C’è un miliardario (interpretato da Mark Rylance), fondatore di una multinazionale del settore high-tech, che in una situazione del genere riesce a trovare un modo per fare profitto, venuto a sapere che la cometa è ricca di metalli rari che sarebbero molto utili al Paese per la produzione di materiale tecnologico, e ovviamente alla sua azienda, tanto che, sfruttando la sua influenza tra le fila presidenziali, riesce a far cambiare totalmente il piano di distruzione della cometa. Siamo sicuri che i Jeff Bezos e gli Elon Musk di oggi (a cui il personaggio di Rylance si rifà palesemente) non possano ragionare allo stesso modo?
L’angosciante ritratto del Paese viene completato dal mondo televisivo, totalmente votato all’infotainment: infatti quando i due scienziati vanno a parlare della loro tragica scoperta in un popolarissimo talk show, i conduttori minimizzano completamente i loro avvertimenti, finendo anche per schernirli, perché lo spettacolo viene sempre prima di tutto. Persino una questione così delicata come l’annuncio dell’arrivo imminente della cometa, viene presentata alla popolazione nel modo più pomposamente spettacolare possibile, ovvero con un grande concerto in diretta tv della popstar Riley Bina (Ariana Grande), che canta “Just Look Up” (che poi è il “main theme” della pellicola) tra il serio e il faceto.
I social network invece vengono rappresentati per quello che effettivamente sono: il mezzo di comunicazione ad oggi più potente in assoluto, capace di rovinare la vita e la reputazione di una persona in pochi istanti, come succede alla povera Dibiasky, che diviene uno zimbello del web dopo essere andata in esaurimento nervoso in diretta tv (venendo persino rinnegata dalla famiglia e dal fidanzato), così come di diventare un’improvvisa star, come successo invece al collega Mindy, ma soltanto per il suo look (!), non di certo per i suoi avvertimenti sulla cometa, che non fregano a nessuno.

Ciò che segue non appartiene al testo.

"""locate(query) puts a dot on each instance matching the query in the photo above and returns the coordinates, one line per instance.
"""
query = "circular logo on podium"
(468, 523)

I social network sono però soprattutto uno strumento capace di alterare completamente la percezione della realtà, polarizzando ancora di più il dibattito pubblico su qualsiasi tema (e lo abbiamo visto bene con la pandemia…): la divisione netta che si crea nella popolazione tra chi crede che la cometa sia una minaccia effettiva e il pianeta sia destinato a soccombere, e chi invece ne nega completamente l’esistenza, affermando che non ci sia alcuna minaccia in atto, è favorita e spinta dagli stessi social media, con i primi (i cosiddetti “pro-scienza”) guidati dal “movimento virtuale” fondato dai due scienziati, il “Just Look Up”, mentre i secondi (i cosiddetti “negazionisti”) hanno come portavoce il figlio della stessa presidente, interpretato da Jonah Hill, che guida il contro-movimento anti-scientifico “Don’t Look Up”.
Il film di McKay non è un film che ragiona sulla fine del mondo, perché per il regista il (nostro) mondo non avrà certo bisogno di un fattore esterno proveniente dallo spazio per distruggersi, ma sarà probabilmente distrutto dagli stessi uomini che lo comandano, perché corrotti, incompetenti, avidi e ignoranti. L’unica cosa che possiamo fare per non deprimerci sul serio, sembra dirci McKay, è tentare di riderci sopra: e “Don’t Look Up” è un’opera che fa ridere, e questo sembra bastare e avanzare oggi per raccontare il potere e i potenti.